If anyone is planning to do something "environmental" for earth day, that's good. One suggestion is to have that idea in mind, and to resolve to do it regularly, make it part of your life, like any daily habit. The world has procrastinated in doing the right things for the planet, and our western world, especially the U.S. has been highly responsible for the mess. Some people like to put the big corporates up on the pedestal because they "drive the economy". Well many will have helped drive it into the ground for current and future consumers. Costs of cleaning up emissions and for the mess we already have will no doubt be passed on to the consumer.
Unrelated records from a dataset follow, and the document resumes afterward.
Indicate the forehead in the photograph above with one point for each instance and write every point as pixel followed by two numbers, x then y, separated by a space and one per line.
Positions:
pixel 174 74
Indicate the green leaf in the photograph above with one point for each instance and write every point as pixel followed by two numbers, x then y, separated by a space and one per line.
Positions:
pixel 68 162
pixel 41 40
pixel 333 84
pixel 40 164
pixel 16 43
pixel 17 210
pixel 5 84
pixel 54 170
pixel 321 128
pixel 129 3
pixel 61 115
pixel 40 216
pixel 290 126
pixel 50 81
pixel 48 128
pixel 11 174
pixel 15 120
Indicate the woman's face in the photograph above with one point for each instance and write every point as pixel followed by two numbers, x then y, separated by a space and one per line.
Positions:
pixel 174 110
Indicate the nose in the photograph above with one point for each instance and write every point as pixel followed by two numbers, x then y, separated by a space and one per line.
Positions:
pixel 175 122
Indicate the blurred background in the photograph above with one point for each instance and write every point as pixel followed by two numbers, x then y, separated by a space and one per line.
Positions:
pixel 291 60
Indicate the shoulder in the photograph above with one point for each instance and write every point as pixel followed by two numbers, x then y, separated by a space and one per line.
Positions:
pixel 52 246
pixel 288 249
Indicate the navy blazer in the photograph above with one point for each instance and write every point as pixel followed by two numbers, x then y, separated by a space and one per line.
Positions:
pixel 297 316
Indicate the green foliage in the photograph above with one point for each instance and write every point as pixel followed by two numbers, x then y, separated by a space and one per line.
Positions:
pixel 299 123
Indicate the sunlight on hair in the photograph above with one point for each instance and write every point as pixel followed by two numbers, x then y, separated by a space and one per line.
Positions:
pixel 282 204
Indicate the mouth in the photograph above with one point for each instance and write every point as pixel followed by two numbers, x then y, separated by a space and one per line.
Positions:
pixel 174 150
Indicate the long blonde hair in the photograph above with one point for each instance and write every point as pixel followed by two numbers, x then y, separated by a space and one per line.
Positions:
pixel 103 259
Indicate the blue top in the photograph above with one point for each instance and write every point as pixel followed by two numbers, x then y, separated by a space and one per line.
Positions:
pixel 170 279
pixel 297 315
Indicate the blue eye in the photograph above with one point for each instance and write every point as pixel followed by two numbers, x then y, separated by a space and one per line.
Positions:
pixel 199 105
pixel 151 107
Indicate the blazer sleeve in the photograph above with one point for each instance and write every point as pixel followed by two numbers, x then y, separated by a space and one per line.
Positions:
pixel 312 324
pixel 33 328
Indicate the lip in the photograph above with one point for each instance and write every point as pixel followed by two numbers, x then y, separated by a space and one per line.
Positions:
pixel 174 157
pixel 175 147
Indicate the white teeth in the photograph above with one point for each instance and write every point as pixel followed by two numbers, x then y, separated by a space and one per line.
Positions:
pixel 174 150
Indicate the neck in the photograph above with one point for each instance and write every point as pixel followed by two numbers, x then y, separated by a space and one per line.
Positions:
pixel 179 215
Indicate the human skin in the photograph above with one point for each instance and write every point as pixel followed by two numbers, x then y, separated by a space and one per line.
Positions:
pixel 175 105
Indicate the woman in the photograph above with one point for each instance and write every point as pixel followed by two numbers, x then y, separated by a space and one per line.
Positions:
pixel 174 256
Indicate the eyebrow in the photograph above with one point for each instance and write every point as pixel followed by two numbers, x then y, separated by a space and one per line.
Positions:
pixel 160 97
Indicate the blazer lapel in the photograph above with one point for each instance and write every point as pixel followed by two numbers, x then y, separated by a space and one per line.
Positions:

If a more long term vision of resource use had been developed decades ago to stretch out the use of it over much more time, the income would be steady, and less pollution accumulating at a high rate. However, as with much of society now, the attitude is "live now", "make profits now", "you only live once", "it's all about me". So the price for this living is to charge it forward, let future generations pay the price.
As a kid I would think about how oil and gas was finite, so if nobody tries to conserve it, then what will future generations do for energy? Well since then there are other alternatives for energy, though much still in development stages, but still, why should future generations be deprived of the choice of using oil and gas, just because our era's business want to drain every drop for profit now?
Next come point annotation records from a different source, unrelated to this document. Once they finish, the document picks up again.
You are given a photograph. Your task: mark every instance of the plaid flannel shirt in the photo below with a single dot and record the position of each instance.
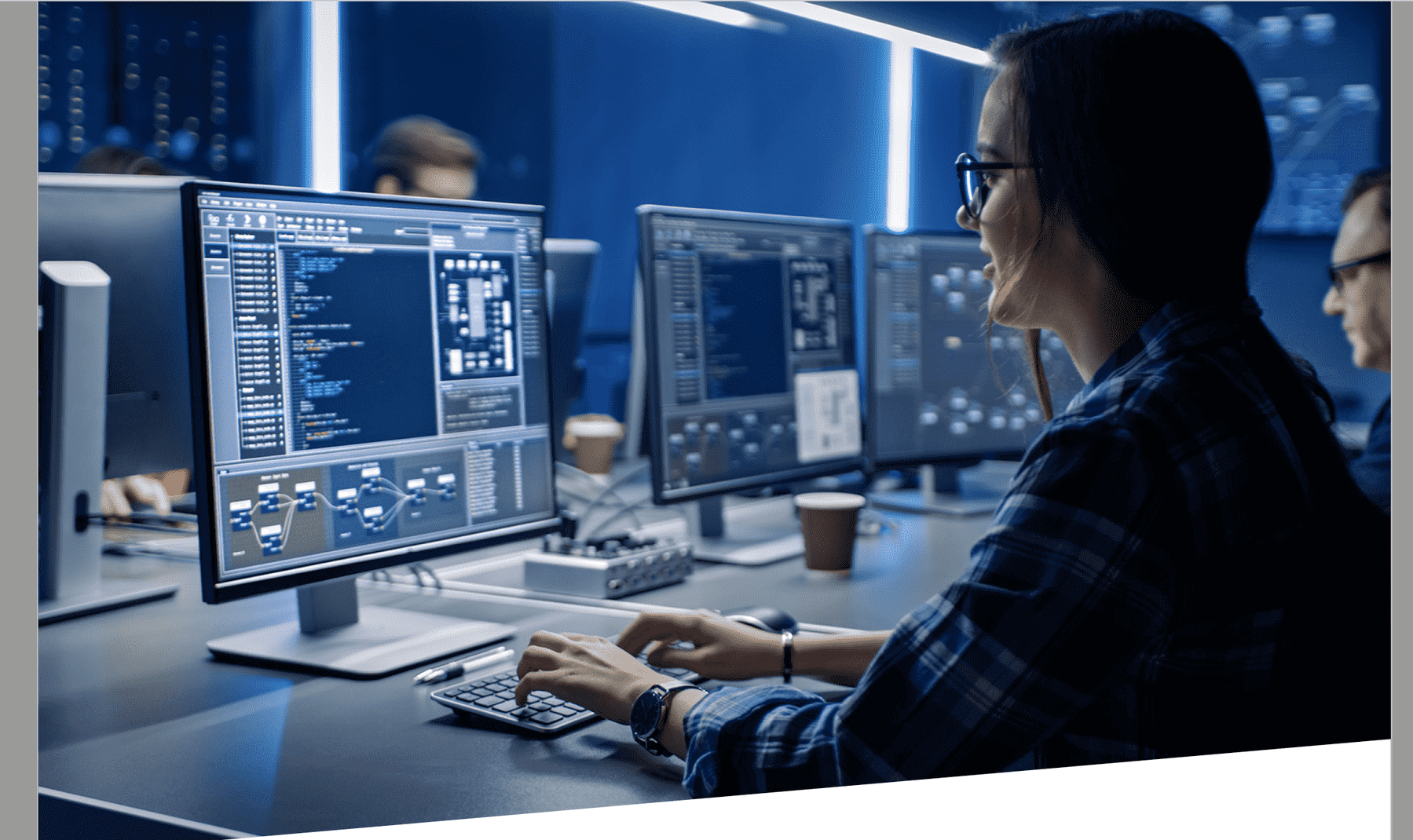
(1156, 582)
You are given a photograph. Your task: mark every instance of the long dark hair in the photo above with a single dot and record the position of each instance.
(1148, 136)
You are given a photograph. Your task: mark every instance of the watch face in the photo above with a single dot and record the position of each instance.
(646, 710)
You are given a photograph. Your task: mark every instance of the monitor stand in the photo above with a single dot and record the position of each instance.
(940, 493)
(751, 544)
(334, 636)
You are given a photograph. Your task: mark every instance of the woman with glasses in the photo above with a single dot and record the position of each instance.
(1172, 571)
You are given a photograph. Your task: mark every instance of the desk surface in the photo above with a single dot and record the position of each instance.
(134, 710)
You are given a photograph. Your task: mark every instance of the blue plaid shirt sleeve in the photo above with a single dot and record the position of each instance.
(1059, 601)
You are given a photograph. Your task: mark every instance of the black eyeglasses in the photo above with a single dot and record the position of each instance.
(1337, 272)
(974, 185)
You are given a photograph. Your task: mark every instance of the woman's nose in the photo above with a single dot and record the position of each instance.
(964, 219)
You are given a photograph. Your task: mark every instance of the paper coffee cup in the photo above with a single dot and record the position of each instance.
(829, 523)
(592, 442)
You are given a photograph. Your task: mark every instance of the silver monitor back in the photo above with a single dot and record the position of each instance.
(130, 226)
(567, 279)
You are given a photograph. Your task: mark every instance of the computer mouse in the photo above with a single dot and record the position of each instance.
(767, 619)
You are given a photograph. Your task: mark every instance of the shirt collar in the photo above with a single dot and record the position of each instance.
(1176, 328)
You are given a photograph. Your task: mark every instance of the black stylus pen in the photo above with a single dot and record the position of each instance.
(458, 668)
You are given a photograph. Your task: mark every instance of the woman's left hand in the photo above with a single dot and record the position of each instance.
(585, 670)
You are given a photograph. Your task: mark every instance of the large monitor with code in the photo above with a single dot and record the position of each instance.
(371, 389)
(943, 389)
(751, 362)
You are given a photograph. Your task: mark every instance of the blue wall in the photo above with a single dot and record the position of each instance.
(597, 108)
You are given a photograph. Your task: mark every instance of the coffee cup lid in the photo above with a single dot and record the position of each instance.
(595, 428)
(829, 502)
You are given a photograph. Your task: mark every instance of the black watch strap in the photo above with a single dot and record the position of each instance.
(649, 714)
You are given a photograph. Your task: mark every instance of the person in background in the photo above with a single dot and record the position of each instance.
(1360, 288)
(1183, 564)
(122, 160)
(156, 489)
(422, 155)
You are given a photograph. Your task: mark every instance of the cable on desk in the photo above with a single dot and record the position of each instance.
(609, 490)
(626, 509)
(127, 550)
(419, 568)
(612, 489)
(120, 523)
(148, 517)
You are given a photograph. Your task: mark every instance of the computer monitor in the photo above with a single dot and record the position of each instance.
(751, 364)
(567, 277)
(942, 390)
(371, 389)
(130, 226)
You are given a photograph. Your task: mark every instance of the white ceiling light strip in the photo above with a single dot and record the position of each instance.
(721, 14)
(879, 30)
(325, 120)
(899, 139)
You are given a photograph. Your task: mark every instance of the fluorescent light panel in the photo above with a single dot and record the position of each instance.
(325, 123)
(721, 14)
(899, 137)
(879, 30)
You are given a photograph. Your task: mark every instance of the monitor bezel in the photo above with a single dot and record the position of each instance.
(657, 454)
(212, 589)
(877, 463)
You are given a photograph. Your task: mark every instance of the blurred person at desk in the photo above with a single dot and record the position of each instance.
(154, 490)
(422, 155)
(1360, 291)
(1181, 565)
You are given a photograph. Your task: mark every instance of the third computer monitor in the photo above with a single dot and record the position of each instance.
(751, 362)
(942, 387)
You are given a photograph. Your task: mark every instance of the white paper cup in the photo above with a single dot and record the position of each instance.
(592, 442)
(829, 523)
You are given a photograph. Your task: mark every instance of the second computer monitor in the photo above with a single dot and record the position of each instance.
(751, 363)
(942, 387)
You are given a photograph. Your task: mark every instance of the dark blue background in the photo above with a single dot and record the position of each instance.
(592, 109)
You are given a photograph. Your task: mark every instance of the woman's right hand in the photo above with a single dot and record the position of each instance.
(721, 648)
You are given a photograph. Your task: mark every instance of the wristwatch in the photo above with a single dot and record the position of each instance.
(649, 714)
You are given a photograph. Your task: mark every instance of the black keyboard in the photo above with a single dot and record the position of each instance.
(493, 696)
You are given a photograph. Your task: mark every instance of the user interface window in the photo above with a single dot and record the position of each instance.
(376, 374)
(942, 387)
(755, 360)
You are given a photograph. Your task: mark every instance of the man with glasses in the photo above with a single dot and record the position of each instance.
(424, 157)
(1360, 286)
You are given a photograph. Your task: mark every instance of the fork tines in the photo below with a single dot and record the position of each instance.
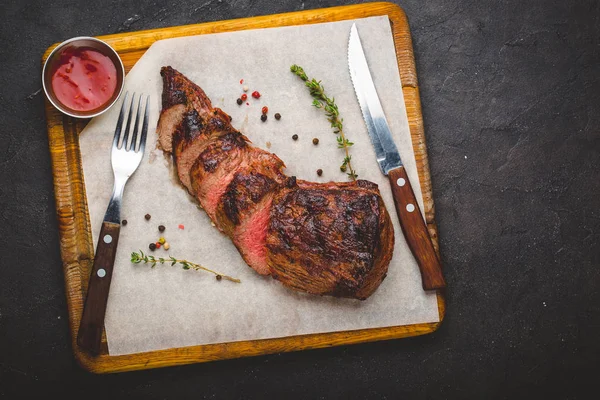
(133, 144)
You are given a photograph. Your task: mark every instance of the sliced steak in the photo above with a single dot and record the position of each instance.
(322, 238)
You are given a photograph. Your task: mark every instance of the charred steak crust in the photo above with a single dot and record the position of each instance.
(321, 238)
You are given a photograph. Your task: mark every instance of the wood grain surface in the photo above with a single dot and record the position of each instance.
(77, 247)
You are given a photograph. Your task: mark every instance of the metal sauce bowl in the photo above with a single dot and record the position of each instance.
(54, 57)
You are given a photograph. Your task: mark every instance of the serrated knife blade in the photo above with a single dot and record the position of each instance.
(412, 223)
(387, 153)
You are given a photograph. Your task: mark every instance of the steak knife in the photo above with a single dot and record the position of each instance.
(390, 163)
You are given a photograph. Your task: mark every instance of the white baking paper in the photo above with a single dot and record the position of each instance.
(166, 307)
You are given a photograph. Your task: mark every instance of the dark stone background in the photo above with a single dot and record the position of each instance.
(511, 101)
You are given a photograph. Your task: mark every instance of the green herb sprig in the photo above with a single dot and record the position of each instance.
(140, 257)
(317, 91)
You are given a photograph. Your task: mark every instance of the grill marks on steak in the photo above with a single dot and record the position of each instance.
(338, 226)
(321, 238)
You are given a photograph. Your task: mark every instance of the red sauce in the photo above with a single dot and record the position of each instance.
(85, 79)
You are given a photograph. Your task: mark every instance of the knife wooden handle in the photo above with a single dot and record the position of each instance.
(415, 230)
(92, 320)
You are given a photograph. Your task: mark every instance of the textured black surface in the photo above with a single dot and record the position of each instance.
(511, 102)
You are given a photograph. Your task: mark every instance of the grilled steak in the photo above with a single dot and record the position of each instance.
(322, 238)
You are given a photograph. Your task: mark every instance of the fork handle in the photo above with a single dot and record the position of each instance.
(92, 320)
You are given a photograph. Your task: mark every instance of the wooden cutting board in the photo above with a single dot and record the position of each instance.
(77, 247)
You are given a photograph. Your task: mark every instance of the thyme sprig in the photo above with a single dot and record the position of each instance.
(322, 101)
(140, 257)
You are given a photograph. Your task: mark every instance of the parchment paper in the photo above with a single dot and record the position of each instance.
(165, 306)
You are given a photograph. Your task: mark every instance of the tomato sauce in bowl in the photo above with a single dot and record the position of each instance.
(83, 77)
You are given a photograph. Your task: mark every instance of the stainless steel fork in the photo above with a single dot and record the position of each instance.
(126, 156)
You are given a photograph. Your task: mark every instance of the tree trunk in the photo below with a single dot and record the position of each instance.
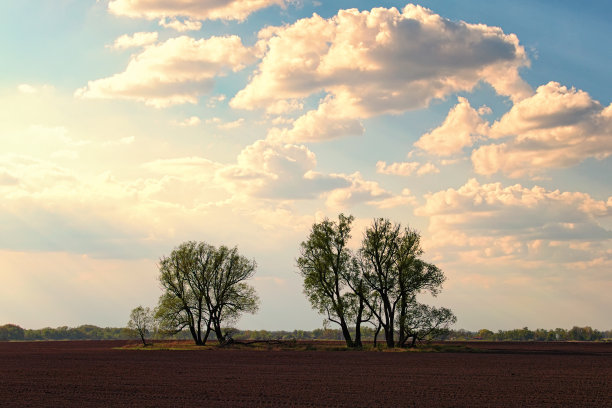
(358, 343)
(346, 333)
(208, 328)
(376, 333)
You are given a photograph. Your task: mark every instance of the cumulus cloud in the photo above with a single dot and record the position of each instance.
(195, 9)
(180, 26)
(190, 121)
(381, 61)
(406, 168)
(461, 128)
(27, 89)
(184, 166)
(557, 127)
(277, 170)
(359, 191)
(516, 222)
(173, 72)
(140, 39)
(32, 89)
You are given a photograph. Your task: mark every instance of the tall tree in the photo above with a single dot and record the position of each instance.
(325, 263)
(390, 265)
(203, 287)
As a kid you might think, they'll want to spread the use of fossil fuels over many many generations and centuries so that other can get a chance to use this type of fuel. The topic of fossil fuels being finite is not talked about in terms of long term conservation. It's all for use now for oil company profits now. Too much reliance has been given to this type of energy. I have to wonder how much influence big oil/gas/coal has had on the development or perhaps more precisely, lack of development of alternate energies. We hear of so many reasons for increases in oil/gas, from threats to supplies, to wars, to more winter use, a CEO's broken toenail, blah, blah, blah. Hey, too bad we as a society don't move in unison like some flocks of birds, and take the oil companies in a new direction. If a large group of drivers were to commit to drive 50% less one day a week, or some variation of that, then we might see how the decreased demand will bring down gas prices, if at all, I wouldn't hold my breath.